Of course, from my own "subjective, rooted existentially in dasein" frame of mind, in the absence of God, there is no transcending font that mere mortals can turn to in order to determine definitively which behaviors are inherently/necessarily moral and which are inherently/necessarily immoral.Nick_A wrote: ↑Sat Mar 12, 2022 12:40 am
Why all the fuss. Abortion is commonplace and considered acceptable. But a seven day old baby is still as helpless as a fetus. Why can't they be killed or abandoned to starve. Isn't it more convenient for the mother and society as a whole?
Society makes subjective laws regarding the security of a baby as opposed to a fetus. But objectively they are the same. So isn't it time our species became more mature and realize the convenience of the mother is the primary consideration so if she wants to kill a baby and the man responsible for creating it all agree that it is better just to kill a seven day old baby; why not as sophisticated human beings just give the mother what she needs?
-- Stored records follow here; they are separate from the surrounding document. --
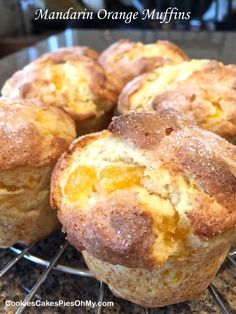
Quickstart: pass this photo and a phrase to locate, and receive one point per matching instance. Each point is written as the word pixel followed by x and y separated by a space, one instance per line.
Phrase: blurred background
pixel 18 29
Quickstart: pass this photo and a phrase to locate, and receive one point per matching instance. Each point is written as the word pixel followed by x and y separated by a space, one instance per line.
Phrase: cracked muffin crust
pixel 124 60
pixel 69 78
pixel 151 205
pixel 202 90
pixel 32 137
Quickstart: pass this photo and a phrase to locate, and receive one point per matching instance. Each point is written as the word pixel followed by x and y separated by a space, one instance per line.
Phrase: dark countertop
pixel 13 286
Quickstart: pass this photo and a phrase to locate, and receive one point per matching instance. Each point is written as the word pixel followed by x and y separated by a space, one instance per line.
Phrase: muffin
pixel 124 60
pixel 70 81
pixel 32 137
pixel 151 203
pixel 202 90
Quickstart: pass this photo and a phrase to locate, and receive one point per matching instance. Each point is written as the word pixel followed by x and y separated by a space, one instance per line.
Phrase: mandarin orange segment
pixel 80 184
pixel 120 177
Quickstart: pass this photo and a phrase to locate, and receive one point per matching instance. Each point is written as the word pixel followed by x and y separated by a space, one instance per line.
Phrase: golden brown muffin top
pixel 32 134
pixel 202 90
pixel 125 59
pixel 65 79
pixel 153 188
pixel 66 53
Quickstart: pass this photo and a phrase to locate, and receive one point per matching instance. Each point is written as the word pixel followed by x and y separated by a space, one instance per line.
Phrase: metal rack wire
pixel 53 263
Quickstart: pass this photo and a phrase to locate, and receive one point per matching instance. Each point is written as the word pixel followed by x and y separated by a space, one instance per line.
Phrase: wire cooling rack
pixel 22 252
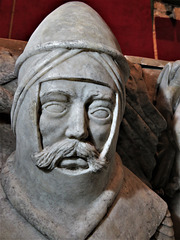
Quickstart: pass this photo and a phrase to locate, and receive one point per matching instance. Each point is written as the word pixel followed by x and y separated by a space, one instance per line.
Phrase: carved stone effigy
pixel 65 180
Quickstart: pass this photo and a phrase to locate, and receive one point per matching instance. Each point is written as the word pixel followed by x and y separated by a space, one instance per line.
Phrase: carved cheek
pixel 52 128
pixel 99 134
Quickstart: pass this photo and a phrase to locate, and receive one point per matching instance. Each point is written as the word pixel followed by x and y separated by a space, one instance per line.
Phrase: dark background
pixel 130 21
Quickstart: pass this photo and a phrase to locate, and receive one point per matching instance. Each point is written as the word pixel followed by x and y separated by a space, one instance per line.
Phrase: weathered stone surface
pixel 65 177
pixel 7 61
pixel 6 99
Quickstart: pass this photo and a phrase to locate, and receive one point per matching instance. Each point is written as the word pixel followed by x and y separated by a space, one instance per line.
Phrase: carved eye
pixel 102 113
pixel 55 107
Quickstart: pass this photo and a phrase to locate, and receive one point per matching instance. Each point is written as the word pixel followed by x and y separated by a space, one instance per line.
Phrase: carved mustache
pixel 51 156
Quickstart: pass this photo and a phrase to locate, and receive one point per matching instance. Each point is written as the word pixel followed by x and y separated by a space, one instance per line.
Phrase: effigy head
pixel 66 115
pixel 71 87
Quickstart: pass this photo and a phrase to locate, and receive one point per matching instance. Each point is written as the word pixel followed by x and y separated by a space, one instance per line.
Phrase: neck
pixel 71 208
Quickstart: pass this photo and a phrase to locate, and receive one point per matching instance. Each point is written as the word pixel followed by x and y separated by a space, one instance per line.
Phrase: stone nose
pixel 77 124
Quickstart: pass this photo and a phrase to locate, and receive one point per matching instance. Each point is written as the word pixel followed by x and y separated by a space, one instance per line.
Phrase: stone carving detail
pixel 65 179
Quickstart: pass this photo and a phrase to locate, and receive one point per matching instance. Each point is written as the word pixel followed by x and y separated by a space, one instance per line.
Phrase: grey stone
pixel 65 179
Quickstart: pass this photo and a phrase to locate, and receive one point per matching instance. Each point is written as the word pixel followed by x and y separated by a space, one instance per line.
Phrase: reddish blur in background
pixel 130 21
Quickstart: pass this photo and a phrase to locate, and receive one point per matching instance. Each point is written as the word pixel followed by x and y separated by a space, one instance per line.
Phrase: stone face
pixel 65 179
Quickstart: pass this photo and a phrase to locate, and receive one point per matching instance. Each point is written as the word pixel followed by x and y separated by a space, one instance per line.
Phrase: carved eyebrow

Morality is instead rooted in ever evolving and changing historical and cultural narratives. And in personal perceptions of reality.
It's just that the more extreme the behavior is the more it seems ---intuitively, viscerally -- immoral to an increasingly larger and larger number of people.
History however is teeming with instances where people were killed because of the color of their skin or their religious faith or their sexual orientation or for simply not being "one of us".
The Holocaust being the most glaring example of this.
And then the sociopaths able to rationalize all manner of behaviors that most of us find grotesque and appalling. They merely start with the assumption that if there is no God -- and no Hell -- it seems reasonable that right and wrong should revolve entirely around what sustains fulfilling their own wants and needs and desires.
What then is the philosophical argument that unequivocally rebuts that?